By selecting only three tasks (instead of 10? 15? 25?), you help your brain focus and eliminate some of the stress that goes with trying to keep so many tasks in mind at once. Being laser focused can help you quickly reject tasks that are not on the list and make space for the ones that really matter for today.

Before you scoff, give it a try and see what happens to your ability to concentrate. I’ve found that this works especially well on weekends when there are 15-20 things I’ve told myself I “should” do, but I’ve given zero thought about what’s important or how realistic the ever-growing list is. For some reason, having only three items on the list makes it easier to hunker down and get started—and getting started always seems to be the hardest part. In fact, I usually get done when there are only three items on my list.

Tip #3: Examine the Thoughts Behind the Tasks

Our thoughts determine how we feel and respond to situations, so if you feel overwhelmed by your task list, take a look at the thoughts you have attached to each task. So, step one would look like this:

Task Thoughts About the Task

Go ahead and brain dump onto paper to get all the stuff swimming in your head out. Once you’ve unloaded, step two is to you can come up with a different thought about each task that is more positive than the Debbie-downer thinking.

Simply getting the task and thoughts out of your head and onto paper can help you detach and see the tricks your mind is playing on you. I did this exercise the other day and it helped me realize all the negative crap I was telling myself, e.g., “This is going to take forever. I’ll never get it done today. It’s going to be really hard to get a hold of people and get everything organized.”

After reading through all those Debbie-downer thoughts parading through my brain, no wonder I didn’t want to do the tasks.
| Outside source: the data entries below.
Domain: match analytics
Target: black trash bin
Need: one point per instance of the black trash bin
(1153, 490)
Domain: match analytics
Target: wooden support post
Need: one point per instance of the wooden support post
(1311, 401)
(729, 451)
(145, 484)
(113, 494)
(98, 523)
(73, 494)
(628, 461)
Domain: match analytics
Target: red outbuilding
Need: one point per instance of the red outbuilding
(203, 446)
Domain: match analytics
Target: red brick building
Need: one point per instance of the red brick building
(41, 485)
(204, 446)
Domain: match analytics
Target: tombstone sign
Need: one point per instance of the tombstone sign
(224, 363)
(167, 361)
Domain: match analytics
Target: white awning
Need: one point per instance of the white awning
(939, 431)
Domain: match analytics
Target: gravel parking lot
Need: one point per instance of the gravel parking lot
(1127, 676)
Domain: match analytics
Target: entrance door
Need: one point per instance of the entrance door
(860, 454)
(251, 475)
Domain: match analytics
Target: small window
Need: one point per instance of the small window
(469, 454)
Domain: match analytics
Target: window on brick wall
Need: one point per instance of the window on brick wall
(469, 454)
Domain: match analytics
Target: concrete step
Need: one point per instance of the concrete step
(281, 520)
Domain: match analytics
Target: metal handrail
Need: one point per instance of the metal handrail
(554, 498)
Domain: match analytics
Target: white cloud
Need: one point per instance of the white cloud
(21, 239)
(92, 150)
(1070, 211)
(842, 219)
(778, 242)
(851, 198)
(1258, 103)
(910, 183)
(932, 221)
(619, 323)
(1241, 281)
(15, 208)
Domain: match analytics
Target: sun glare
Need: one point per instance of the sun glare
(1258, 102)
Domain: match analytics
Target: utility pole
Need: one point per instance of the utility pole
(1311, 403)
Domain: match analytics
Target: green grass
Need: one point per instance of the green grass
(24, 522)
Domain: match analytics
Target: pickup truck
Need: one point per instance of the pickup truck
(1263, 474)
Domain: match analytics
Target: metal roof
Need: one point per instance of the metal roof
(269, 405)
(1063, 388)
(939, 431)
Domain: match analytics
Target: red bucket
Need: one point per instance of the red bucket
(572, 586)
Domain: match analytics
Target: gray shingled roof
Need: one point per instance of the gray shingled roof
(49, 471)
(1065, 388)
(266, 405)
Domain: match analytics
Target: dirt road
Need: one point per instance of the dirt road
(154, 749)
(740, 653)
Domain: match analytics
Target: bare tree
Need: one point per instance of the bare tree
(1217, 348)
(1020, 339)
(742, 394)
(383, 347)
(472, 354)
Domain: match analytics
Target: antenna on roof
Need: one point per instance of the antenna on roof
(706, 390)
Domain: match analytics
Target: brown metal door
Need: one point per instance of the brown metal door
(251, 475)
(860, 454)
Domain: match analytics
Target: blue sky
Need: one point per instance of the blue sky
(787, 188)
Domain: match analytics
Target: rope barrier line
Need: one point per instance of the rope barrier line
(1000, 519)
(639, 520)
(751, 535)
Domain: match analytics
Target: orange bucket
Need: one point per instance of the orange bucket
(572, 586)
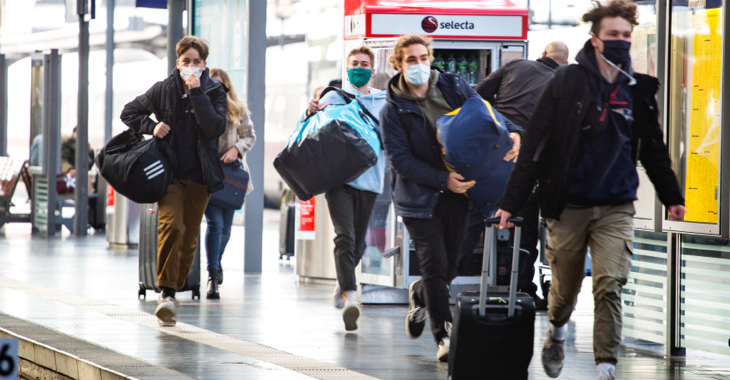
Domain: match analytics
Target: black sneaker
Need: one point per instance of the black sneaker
(220, 272)
(416, 318)
(540, 303)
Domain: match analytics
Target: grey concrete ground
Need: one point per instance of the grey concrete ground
(265, 326)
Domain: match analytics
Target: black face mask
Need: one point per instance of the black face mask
(616, 51)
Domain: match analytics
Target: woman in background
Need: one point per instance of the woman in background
(238, 139)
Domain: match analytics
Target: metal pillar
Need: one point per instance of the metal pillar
(52, 133)
(255, 97)
(81, 192)
(109, 109)
(3, 106)
(673, 344)
(175, 31)
(190, 4)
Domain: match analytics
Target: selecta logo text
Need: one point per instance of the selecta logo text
(430, 24)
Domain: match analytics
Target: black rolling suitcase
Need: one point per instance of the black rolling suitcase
(149, 221)
(493, 331)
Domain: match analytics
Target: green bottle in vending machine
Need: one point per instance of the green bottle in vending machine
(473, 70)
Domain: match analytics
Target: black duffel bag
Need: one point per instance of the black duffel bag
(234, 192)
(139, 169)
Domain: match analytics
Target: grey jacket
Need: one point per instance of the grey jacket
(242, 137)
(514, 88)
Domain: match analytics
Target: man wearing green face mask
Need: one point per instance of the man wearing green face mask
(351, 205)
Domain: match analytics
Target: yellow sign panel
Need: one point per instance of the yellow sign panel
(701, 190)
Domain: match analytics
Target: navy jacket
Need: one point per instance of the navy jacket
(420, 175)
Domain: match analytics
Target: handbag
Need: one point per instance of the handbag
(234, 190)
(139, 169)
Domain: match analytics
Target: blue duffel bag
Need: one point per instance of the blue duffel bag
(474, 141)
(333, 147)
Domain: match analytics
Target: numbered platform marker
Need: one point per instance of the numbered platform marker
(9, 362)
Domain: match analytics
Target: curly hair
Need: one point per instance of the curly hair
(615, 8)
(193, 42)
(396, 60)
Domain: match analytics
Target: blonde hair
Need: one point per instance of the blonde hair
(396, 60)
(236, 107)
(363, 50)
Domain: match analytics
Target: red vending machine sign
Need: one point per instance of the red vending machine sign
(306, 219)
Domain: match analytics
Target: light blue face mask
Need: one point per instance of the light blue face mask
(418, 75)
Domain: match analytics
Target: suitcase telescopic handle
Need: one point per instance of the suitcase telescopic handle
(489, 263)
(496, 220)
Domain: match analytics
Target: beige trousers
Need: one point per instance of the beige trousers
(608, 231)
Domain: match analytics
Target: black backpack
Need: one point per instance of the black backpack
(139, 169)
Who would?

But I had to laugh at myself. There was no way each task on my list could be nearly as horrible as my brain was telling me it was. So for each task, I replaced my Debbie-downer thought with something more positive, but still believable, like, “Maybe it won’t take as long as I think. This could actually be fun to. Maybe it won’t be hard…”
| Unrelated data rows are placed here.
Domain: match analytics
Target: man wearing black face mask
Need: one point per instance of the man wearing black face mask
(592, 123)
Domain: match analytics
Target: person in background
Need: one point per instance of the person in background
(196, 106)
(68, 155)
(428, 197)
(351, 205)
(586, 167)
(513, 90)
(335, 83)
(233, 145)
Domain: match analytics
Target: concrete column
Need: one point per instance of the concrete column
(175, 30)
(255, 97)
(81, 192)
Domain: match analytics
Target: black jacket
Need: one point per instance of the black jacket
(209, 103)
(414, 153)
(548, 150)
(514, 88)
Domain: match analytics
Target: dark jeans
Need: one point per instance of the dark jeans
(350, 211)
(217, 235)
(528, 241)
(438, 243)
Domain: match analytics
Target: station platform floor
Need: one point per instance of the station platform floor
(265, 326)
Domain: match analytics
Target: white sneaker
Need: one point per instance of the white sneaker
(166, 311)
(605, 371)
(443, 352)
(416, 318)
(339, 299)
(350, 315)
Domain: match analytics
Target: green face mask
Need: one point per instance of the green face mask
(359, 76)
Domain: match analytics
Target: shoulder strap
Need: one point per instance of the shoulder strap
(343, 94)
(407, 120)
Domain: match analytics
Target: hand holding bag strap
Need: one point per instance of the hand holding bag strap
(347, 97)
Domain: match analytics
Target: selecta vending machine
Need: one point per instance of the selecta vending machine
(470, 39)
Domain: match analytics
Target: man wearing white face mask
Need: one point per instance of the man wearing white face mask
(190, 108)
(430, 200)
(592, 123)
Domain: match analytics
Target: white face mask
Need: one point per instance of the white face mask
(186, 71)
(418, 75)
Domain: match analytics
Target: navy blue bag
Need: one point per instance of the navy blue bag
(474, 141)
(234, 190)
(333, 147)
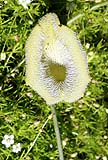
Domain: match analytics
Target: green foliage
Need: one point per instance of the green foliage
(83, 124)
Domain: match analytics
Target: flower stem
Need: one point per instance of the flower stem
(57, 133)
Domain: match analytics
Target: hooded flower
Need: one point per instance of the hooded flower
(56, 64)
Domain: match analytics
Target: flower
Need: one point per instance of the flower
(8, 140)
(16, 148)
(24, 3)
(56, 64)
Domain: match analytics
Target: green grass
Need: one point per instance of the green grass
(83, 124)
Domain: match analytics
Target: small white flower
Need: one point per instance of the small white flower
(16, 148)
(8, 140)
(24, 3)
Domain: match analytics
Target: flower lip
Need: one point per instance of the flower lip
(8, 140)
(57, 66)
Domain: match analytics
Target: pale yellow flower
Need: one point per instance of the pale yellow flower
(56, 64)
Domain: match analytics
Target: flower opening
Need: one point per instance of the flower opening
(57, 66)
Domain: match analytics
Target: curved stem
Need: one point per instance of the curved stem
(40, 131)
(59, 144)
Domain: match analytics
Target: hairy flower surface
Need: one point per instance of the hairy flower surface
(8, 140)
(56, 64)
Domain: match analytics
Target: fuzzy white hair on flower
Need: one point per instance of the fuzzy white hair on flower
(8, 140)
(24, 3)
(56, 64)
(16, 148)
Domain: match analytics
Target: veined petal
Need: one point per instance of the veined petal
(56, 64)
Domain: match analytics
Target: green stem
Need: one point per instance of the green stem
(59, 144)
(40, 131)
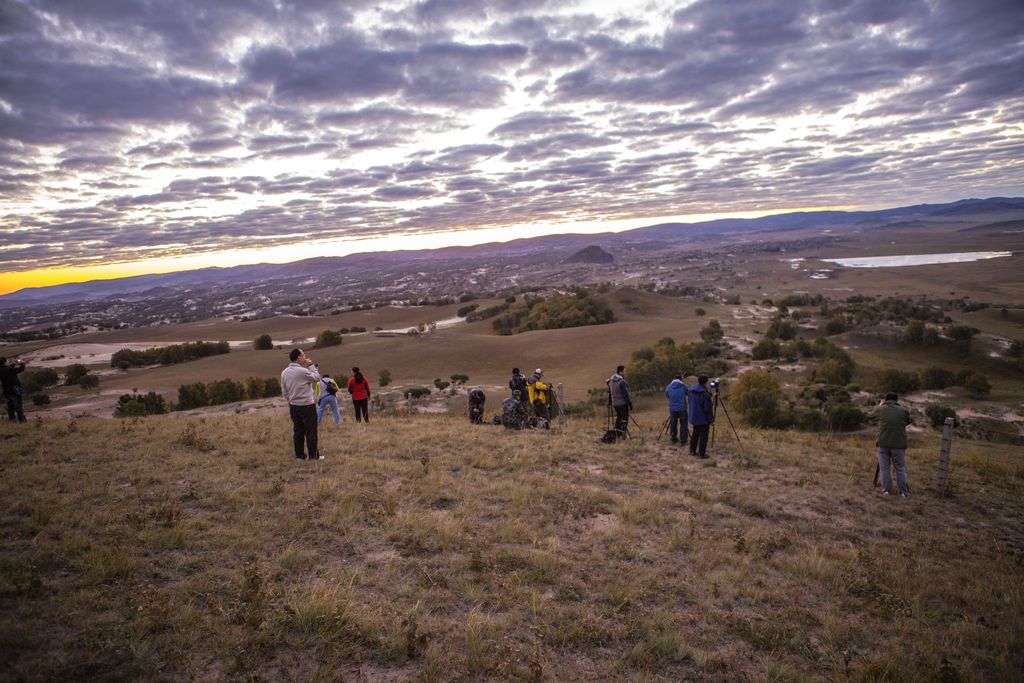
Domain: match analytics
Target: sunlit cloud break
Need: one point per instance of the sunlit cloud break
(167, 135)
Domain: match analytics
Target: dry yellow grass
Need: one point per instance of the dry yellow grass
(426, 549)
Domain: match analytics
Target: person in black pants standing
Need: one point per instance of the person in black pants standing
(701, 414)
(297, 382)
(12, 388)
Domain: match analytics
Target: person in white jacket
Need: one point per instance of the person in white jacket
(297, 383)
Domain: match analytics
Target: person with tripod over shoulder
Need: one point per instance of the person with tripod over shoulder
(701, 414)
(619, 396)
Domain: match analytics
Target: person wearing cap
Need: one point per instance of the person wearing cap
(891, 444)
(514, 412)
(298, 382)
(619, 393)
(538, 391)
(701, 414)
(518, 383)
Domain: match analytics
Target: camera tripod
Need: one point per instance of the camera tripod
(715, 402)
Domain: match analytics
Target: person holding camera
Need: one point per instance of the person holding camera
(701, 414)
(538, 391)
(891, 444)
(514, 414)
(12, 388)
(297, 383)
(619, 394)
(676, 393)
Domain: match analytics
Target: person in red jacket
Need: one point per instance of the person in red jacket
(358, 386)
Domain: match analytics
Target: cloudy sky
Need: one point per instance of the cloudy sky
(227, 131)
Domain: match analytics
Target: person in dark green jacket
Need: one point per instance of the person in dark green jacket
(891, 444)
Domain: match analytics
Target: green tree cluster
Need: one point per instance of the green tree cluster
(328, 338)
(168, 355)
(136, 404)
(226, 390)
(651, 368)
(554, 312)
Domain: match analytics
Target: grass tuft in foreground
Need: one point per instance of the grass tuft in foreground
(427, 549)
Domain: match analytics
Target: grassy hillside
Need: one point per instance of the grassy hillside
(425, 549)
As a result of trying on a new thought, my attitude about the task shifted. I also prioritized the tasks (see Tip #2) so that the list didn’t feel so long and daunting. Lo and behold, I got everything on the list done (plus some!) with vim and vigor instead of drama and angst.

Tip #4: Connect Your Tasks to a Core Value

Sometimes what can stop our forward progress is that the task in front of us seems pointless. One way to overcome task inertia is to explore these questions:

  • Why am I doing this task?

  • What value will I be honoring?

While it may seem like a simple question, the truth is that most of us go blindly through our days doing things we “have” to do without thinking about the reasons why. If you don’t know why you’re doing the task or what value it’s honoring, dig a little deeper to see why it’s on your list in the first place. If it’s not important and you don’t know why you’re doing it, ditch it! If you like your reason why and can connect it to a core value, then it might be easier to go for it.
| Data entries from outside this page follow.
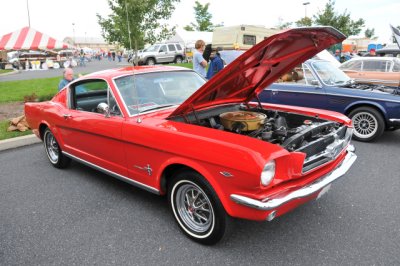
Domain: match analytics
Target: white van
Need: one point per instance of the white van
(241, 37)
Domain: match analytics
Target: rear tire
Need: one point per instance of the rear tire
(196, 208)
(53, 151)
(368, 123)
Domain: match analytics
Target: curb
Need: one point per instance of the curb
(18, 142)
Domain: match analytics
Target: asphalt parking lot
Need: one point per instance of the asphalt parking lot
(79, 216)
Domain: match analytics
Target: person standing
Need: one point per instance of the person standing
(337, 55)
(199, 63)
(68, 77)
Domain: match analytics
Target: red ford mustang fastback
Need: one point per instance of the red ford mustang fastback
(213, 151)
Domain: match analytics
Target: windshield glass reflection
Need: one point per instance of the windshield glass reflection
(329, 74)
(149, 91)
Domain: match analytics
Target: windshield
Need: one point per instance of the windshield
(329, 74)
(149, 91)
(153, 48)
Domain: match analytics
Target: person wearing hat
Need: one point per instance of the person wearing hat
(372, 52)
(216, 64)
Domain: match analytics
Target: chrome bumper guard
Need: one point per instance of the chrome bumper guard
(270, 204)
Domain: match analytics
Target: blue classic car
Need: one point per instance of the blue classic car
(319, 84)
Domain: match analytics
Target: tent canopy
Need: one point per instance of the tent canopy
(30, 39)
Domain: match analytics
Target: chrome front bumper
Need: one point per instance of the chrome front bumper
(270, 204)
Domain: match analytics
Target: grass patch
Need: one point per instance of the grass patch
(2, 71)
(4, 134)
(14, 91)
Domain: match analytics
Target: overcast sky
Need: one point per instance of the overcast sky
(56, 17)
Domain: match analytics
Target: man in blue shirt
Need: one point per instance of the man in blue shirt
(199, 63)
(68, 77)
(216, 64)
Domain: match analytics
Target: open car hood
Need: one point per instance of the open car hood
(260, 66)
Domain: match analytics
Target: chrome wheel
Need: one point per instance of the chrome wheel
(365, 125)
(197, 208)
(52, 148)
(194, 207)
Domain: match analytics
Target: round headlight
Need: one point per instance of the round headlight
(268, 173)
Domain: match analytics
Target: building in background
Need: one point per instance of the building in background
(94, 43)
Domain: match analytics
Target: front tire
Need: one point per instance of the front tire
(196, 208)
(53, 151)
(368, 123)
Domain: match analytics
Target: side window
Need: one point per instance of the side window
(171, 48)
(300, 74)
(163, 49)
(87, 95)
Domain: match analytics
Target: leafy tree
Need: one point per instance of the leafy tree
(342, 22)
(203, 19)
(369, 33)
(394, 39)
(304, 22)
(142, 17)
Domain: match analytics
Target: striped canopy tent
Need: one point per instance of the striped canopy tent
(30, 39)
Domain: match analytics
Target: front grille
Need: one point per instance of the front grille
(326, 148)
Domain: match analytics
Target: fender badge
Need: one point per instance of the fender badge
(146, 168)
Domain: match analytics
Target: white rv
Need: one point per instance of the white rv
(241, 37)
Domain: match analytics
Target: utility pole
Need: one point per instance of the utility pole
(305, 4)
(129, 28)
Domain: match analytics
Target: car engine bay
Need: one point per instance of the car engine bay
(294, 132)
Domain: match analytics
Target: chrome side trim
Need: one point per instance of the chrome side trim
(322, 182)
(118, 176)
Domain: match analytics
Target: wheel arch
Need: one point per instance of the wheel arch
(151, 57)
(179, 165)
(373, 105)
(42, 129)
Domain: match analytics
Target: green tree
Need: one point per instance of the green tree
(342, 22)
(203, 19)
(304, 22)
(369, 33)
(136, 22)
(393, 38)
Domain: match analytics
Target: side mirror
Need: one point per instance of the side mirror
(103, 108)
  • What are the likely consequences of not doing the task?

Remember, you can always choose not to do the task. Sometimes, simply realizing we still have a choice can help motivate us.

  • Whose approval am I trying to gain? Asking this question can help you determine whether you are trying to please yourself or someone else. And if you’re trying to please someone else, are you sure this task is really the way to do it? Some of us often take on tasks we believe will please another person, only to find out that our efforts go unnoticed. Make sure you understand the real reason you’re doing the task, and if it’s to please someone else, you better be sure it’s something they want done.

  • By avoiding the task, what else am I avoiding?

There are generally two reasons we don’t do things: we don’t know how or we have some belief about it that causes fear. So, ask yourself whether you have all the information you need or if you need to be taught. Find a helpful resource if you don’t know how to do something. On the other hand, if you’ve attached a belief to the task, e.g., “I suck at this,” then you’re not likely to improve or even try. Instead, you could see what it’s like to tell yourself, “I’m figuring this out” or “I’m learning something new.” How does a different thought impact your motivation?

Do you have tips of your own? I’d love to hear what works for you when it comes to tackling your to-do list.